On 4/01/2021 11:08 pm, David Holmes wrote:
> On 4/01/2021 10:09 pm, Kim Barrett wrote:
>>> On Jan 3, 2021, at 9:16 PM, David Holmes <dholmes at openjdk.java.net>
>>> wrote:
>>> […]
>>> Hi Kim,
>>> Overall the fix looks good. I have one comment on the direct
>>> initialization part (after reading up on direct initialization).
>>>
>>> Thanks,
>>> David
>>>
>>> src/hotspot/share/runtime/threadSMR.cpp line 79:
>>>
>>>> 77:
>>>> 78: // The bootstrap list is empty and cannot be freed.
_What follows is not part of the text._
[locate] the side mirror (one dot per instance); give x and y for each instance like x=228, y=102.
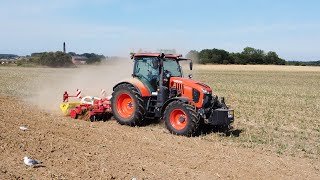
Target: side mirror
x=191, y=65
>>>> 79: ThreadsList ThreadsSMRSupport::_bootstrap_list{0};
>>>
>>> To anyone unfamiliar with the details of direct initialization this
>>> is very obscure. I don't know how to interpret this given a
>>> ThreadsList has four member fields. Wouldn't `{}` have the same
>>> effect of implicitly zero-initializing all the fields?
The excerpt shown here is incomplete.